Crupi Mathieu J. F. , Taha Zaid , Janssen Thijs J. A. , Petryk Julia , Boulton Stephen , Alluqmani Nouf , Jirovec Anna , Kassas Omar , Khan Sarwat T. , Vallati Sydney , Lee Emily , Huang Ben Zhen , Huh Michael , Pikor Larissa , He Xiaohong , Marius Ricardo , Austin Bradley , Duong Jessie , Pelin Adrian , Neault Serge , Azad Taha , Breitbach Caroline J. , Stojdl David F. , Burgess Michael F. , McComb Scott , Auer Rebecca , Diallo Jean-Simon , Ilkow Carolina S. , Bell John Cameron , Oncolytic virus driven combination immunotherapy shows promise in colorectal cancer published in Frontiers.

 

PUBLICATION SUMMARY

As one of the most common and fatal types of cancer, colorectal cancer represents a clinical challenge and opportunity for novel therapies. While immunotherapy has been broadly successfully in other tumor types including melanoma and non-small cell lung cancer, clinical utility in colorectal cancer is currently limited to those tumors displaying microsatellite instability.  

 

In this study a team of investigators led by John Cameron Bell describe a novel combination of T-cell based immunotherapy and oncolytic viruses.
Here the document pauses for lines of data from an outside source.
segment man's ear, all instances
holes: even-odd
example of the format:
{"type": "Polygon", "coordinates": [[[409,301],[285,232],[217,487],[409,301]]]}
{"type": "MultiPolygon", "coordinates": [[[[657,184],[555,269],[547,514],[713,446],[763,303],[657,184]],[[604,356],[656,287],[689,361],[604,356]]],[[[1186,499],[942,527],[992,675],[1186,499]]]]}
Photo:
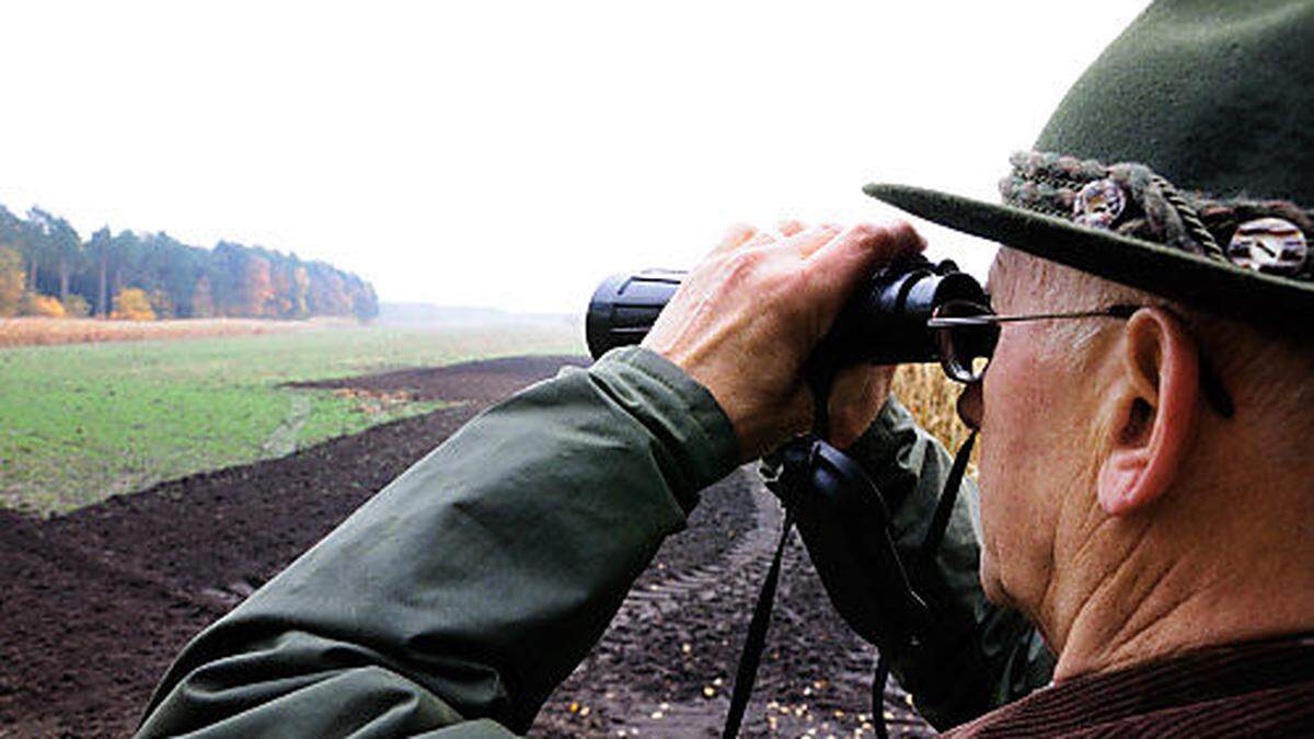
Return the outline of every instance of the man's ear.
{"type": "Polygon", "coordinates": [[[1097,483],[1109,515],[1138,510],[1172,485],[1194,434],[1200,392],[1196,342],[1175,316],[1144,308],[1123,330],[1097,483]]]}

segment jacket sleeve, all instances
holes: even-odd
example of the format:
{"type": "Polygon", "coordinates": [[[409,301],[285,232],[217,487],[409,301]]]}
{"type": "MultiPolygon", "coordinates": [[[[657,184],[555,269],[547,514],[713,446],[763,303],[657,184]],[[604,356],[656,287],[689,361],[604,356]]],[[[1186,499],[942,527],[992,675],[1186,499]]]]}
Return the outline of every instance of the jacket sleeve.
{"type": "MultiPolygon", "coordinates": [[[[867,471],[892,512],[905,561],[930,525],[953,459],[891,398],[849,454],[867,471]]],[[[978,576],[979,496],[963,479],[933,563],[909,572],[936,614],[936,631],[916,646],[883,644],[894,675],[936,727],[964,723],[1050,682],[1054,659],[1017,611],[989,604],[978,576]]]]}
{"type": "Polygon", "coordinates": [[[139,736],[505,736],[738,464],[712,396],[643,348],[477,417],[246,602],[139,736]]]}

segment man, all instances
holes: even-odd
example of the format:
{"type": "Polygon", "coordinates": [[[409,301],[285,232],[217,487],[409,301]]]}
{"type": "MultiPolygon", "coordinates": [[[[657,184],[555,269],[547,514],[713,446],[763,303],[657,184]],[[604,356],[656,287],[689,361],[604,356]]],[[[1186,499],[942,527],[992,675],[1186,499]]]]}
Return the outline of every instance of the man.
{"type": "MultiPolygon", "coordinates": [[[[1054,685],[964,735],[1314,732],[1311,57],[1311,3],[1158,3],[1014,159],[1005,205],[869,188],[1010,247],[991,289],[1018,320],[968,317],[1003,329],[961,404],[997,606],[950,558],[920,584],[975,667],[891,655],[942,723],[1047,679],[1016,609],[1054,685]]],[[[812,347],[917,249],[905,225],[733,230],[644,347],[473,421],[202,632],[141,735],[524,731],[698,490],[808,427],[812,347]]],[[[870,425],[853,446],[907,542],[945,455],[888,377],[850,371],[830,408],[837,443],[870,425]]]]}

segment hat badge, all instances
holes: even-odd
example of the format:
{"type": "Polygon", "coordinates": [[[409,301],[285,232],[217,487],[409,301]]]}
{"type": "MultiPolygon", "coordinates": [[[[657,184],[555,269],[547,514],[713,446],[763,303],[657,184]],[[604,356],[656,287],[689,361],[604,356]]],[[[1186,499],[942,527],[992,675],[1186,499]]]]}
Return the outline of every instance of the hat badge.
{"type": "Polygon", "coordinates": [[[1127,206],[1127,196],[1110,179],[1085,183],[1072,201],[1072,220],[1083,226],[1112,227],[1127,206]]]}
{"type": "Polygon", "coordinates": [[[1227,245],[1233,264],[1272,275],[1296,275],[1307,258],[1305,234],[1285,218],[1246,221],[1227,245]]]}

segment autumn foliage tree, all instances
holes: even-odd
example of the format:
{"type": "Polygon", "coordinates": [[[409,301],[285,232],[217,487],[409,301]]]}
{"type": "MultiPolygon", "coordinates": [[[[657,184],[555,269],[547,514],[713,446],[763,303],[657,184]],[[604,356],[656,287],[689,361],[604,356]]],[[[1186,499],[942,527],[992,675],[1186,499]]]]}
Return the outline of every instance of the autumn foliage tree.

T-cell engagers (TCEs) are immunomodulatory molecules that bind to a tumor associated antigen and CD3 on T cells, promoting recruitment to the tumor. TCEs have been approved for treatment of hematologic malignancies, but application to solid tumors has remained a challenge largely due to the inability of TCEs to penetrate solid tumors. TCE delivery via oncolytic virus has been proposed as a way to overcome this limitation.  

 

This group began their research by generating and validating TCEs to target colorectal cancer cells. They chose to target CEA (an antigen found on colorectal cancer cells) and validated TCEs with both mouse and human CD3. They tested their TCEs in a cell culture model and found that activation of CD4 and CD8-postivie T cells occurred in in vitro models. However, the TCEs did not display the same efficacy in vivo due to their short half-life and inability to penetrate the tumor microenvironment.  

 

In order to create an oncolytic virus to deliver their TCEs, the researchers tested several viruses and identified vaccina virus as the best candidate for infection of colorectal tumors. They created a Bispecific Engager Virus (BEVir) armed with TCEs targeting CEA. They found that infected cells secreted TCE and that the TCE was specific. In tissue culture models, they observed cell death upon infection with the BEVir and found that cellular production of TCE resulted in a greater killing effect than TCE deliver alone. The then turned to mouse models for further experiments and saw tumor regression in both syngeneic and xenograft colorectal cancer models.  

 

Having established that their viral method for TCE delivery had antitumor activity, the scientists wanted to test immune checkpoint inhibition as a way to maintain the efficacy of TCEs in models of aggressive peritoneal metastasis. Utilizing Bio X Cell’s Ipilimumab biosimilar antibody (SIM0004) for in vivo CTLA-4 neutralization in humanized mice, they found that immune checkpoint inhibition increased survival in this model of aggressive colorectal cancer. Encoding anti CTLA4 into the vaccinia virus also allowed for combination viro-immunotherapy and significantly prolonged survival.  

 

In summary, these experiments describe a novel strategy for attacking colorectal cancer cells utilizing viruses encoding TCEs and immunotherapy to create sustained tumor killing in aggressive disease models. This combination holds promise for development of novel treatments and expansion of the use of immunotherapy for colorectal cancer.